Nicole E. Wagenblast nwagenbl at CS.Princeton.EDU
Thu Sep 19 10:28:22 EDT 2013





Gaining Control of Cellular Traffic Accounting by Spurious TCP Retransmission 
Younghwan Go , Korea Advanced Institute of Science and Technology 
Thursday, September 19, 12pm 
Computer Science 402 

Packet retransmission is a fundamental TCP feature that ensures reliable data transfer between two end nodes. Interestingly, when it comes to cellular data accounting, TCP retransmission creates an important policy issue. Cellular ISPs might argue that all retransmitted IP packets should be accounted for billing since they consume the resources of their infrastructures. On the other hand, the service subscribers might want to pay only for the application data by taking out the amount for retransmission. Regardless of the policies, however, we find that TCP retransmission can be easily abused to manipulate the current practice of cellular traffic accounting. 


In this work, we investigate the TCP retransmission accounting policies of 12 cellular ISPs in the world and report the accounting vulnerabilities with TCP retransmission attacks.
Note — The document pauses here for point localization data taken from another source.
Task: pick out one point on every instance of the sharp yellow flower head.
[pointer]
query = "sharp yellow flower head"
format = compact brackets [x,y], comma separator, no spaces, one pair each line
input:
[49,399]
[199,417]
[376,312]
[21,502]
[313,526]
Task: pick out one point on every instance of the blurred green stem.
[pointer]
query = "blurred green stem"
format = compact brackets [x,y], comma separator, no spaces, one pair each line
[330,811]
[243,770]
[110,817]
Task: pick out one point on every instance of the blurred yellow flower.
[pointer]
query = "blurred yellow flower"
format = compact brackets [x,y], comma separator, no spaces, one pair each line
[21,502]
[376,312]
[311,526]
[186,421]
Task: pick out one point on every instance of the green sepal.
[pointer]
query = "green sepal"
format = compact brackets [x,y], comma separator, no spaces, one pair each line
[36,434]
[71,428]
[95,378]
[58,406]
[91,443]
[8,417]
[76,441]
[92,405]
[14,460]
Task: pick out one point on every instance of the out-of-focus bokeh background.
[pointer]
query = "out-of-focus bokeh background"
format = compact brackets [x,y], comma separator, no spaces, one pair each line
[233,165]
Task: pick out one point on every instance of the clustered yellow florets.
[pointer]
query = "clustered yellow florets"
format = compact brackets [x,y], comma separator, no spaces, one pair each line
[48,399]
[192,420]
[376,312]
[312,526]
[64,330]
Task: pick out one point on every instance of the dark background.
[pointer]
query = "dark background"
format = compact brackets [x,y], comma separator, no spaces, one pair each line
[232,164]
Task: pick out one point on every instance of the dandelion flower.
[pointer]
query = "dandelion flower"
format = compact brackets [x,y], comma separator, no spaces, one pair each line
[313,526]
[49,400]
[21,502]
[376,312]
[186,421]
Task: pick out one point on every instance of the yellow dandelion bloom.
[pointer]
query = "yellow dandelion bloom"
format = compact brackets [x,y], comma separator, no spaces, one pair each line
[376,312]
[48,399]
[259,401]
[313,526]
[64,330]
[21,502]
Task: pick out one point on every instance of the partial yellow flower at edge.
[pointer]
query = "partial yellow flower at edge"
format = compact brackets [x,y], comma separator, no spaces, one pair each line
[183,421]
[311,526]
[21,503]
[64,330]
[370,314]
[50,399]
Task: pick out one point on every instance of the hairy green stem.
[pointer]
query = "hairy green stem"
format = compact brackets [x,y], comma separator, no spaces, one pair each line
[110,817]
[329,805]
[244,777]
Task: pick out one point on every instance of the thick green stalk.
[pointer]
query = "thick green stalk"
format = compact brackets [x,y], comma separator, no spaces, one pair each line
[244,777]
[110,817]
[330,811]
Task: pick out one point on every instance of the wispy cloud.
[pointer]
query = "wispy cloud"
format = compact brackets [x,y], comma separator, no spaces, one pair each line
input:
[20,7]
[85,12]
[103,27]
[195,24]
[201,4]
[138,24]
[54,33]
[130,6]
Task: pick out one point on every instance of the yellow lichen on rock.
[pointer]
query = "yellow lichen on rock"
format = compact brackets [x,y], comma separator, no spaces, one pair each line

First, we find that cellular data accounting policies vary from ISP to ISP. While the majority of cellular ISPs blindly account for every IP packet, some ISPs intentionally remove the retransmission packets from the user bill for fairness. Second, we show that it is easy to launch the “usage-inflation” attack on the ISPs that blindly account for every IP packet. In our experiments, we could inflate the usage up to the monthly limit only within 9 minutes of the attack completely without the knowledge of the subscriber. For those ISPs that do not account for retransmission, we successfully launch the “free-riding” attack by tunneling the payload under fake TCP headers that look like retransmission. To counter the attacks, we argue that the ISPs should consider ignoring TCP retransmission for billing while detecting the tunneling attacks by deep packet inspection. We implement and evaluate Abacus, a light-weight accounting system that reliably detects “free-riding” attacks even in the 10 Gbps links. 


Younghwan Go is currently a Ph.D. student at KAIST. His research interests are networked and distributed systems, network security and mobile network. He received a M.S. degree in Electrical Engineering and Information Security from KAIST in 2013. Previously, he received a Bachelor's degree in Electrical Engineering from KAIST in 2011.